SubRec Open Failure


#1
Sep 09 2015 20:22:02 GMT: WARNING (udf): (/opt/aerospike/sys/udf/lua/ldt/lib_llist.lua::4083) [ERROR]<ldt_common_2014_12_20.A:openSubRec()> SubRec Open Failure: Digest(77 95 F0 08 24 F8 7C 1F E6 DA EA E7 2E 55 00 00 00 00 00 00) Parent Digest(NULL)

I get other messages with similarly strange digests:

Sep 09 2015 23:30:48 GMT: WARNING (udf): (/opt/aerospike/sys/udf/lua/ldt/lib_llist.lua::3835) [ERROR]<ldt_common_2014_12_20.A:closeSubRecDigestString()> Error closing SubRec: rc(-2) Digest(29 AA DD 26 84 AC 97 1F 7D 9C AE EE DA 58 00 00 00 00 00 00)

Is there a way to tell what this is actually pointing at? And a good way to diagnose these failures?


'SubRec Open Failure' for Large List & How to deal with old data returning after restart
#2

Dougluce,

What version are you running. And little bit about your setup

– R


#3

It’s 3.6.0-1 on el6. I’ve a cluster of eight c3.2xlarges.

I’m using llists to queue ads for individual domains on a high-volume bidding server. Items added to the list vary in size from 400 bytes to 15k, lists from 10-10000 items long. The 8-node cluster is hit 50k-80k times per second, insertions maybe 4k-5k/second.

I’m using llist.add(), llist.remove_all() for most manipulations.

What more can I tell you?


#4

dougluce,

Did you load the data directly on the 3.6.0-1 or were you running <3.5.15 build and then did rolling restart to 3.6.0-1.

We have identified a bug in the server which would cause the LDT record links to be corrupted in certain cases if the records are touched while migrations are in certain phase fo the partition to which the record belongs.

– R


#5

The data was loaded directly on 3.6.0-1. Right now, I’m restarting all the servers every 3 hours to mitigate this issue. All the data disappears on restart and is reloaded soon thereafter.

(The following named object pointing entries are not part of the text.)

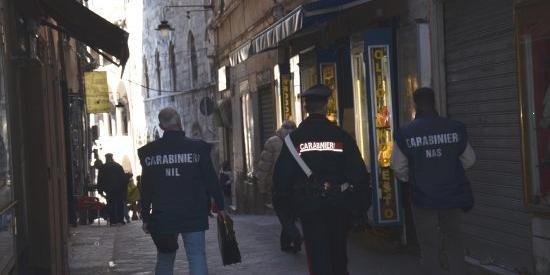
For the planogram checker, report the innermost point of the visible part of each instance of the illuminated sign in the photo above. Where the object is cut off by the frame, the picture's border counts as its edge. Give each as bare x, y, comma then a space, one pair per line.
286, 98
97, 92
222, 78
387, 204
328, 78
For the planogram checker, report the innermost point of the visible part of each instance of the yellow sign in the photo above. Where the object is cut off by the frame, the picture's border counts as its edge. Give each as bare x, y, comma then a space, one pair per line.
97, 92
286, 99
387, 203
328, 78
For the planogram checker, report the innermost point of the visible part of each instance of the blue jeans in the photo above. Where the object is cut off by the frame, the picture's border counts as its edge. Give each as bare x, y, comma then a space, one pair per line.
194, 243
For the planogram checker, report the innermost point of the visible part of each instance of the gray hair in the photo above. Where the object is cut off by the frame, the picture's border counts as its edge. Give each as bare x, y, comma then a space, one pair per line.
169, 119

Would taking down the replication-factor from 3 to 1 make any difference?


#6

This is not function of replication factor. Are you running with data in memory true ??

I will try this out .

– R


#7

Hi Raj,

Yes, this is with data in memory.

I installed the new 3.6.1 version this morning on the cluster. Unfortunately, these errors are still showing up:

FAILURE/opt/aerospike/sys/udf/lua/ldt/ldt_common.lua:751: 1422:LDT-Sub Record Open Error

#8

@dougluce,

Thank you for posting about LDTs in our forum. Please see the LDT Feature Guide for current LDT recommendations and best practices.


#9

@dougluce,

Effective immediately, we will no longer actively support the LDT feature and will eventually remove the API. The exact deprecation and removal timeline will depend on customer and community requirements. Instead of LDTs, we advise that you use our newer List and SortedMap APIs, which are now available in all Aerospike-supported clients at the General Availability level. Read our blog post for details.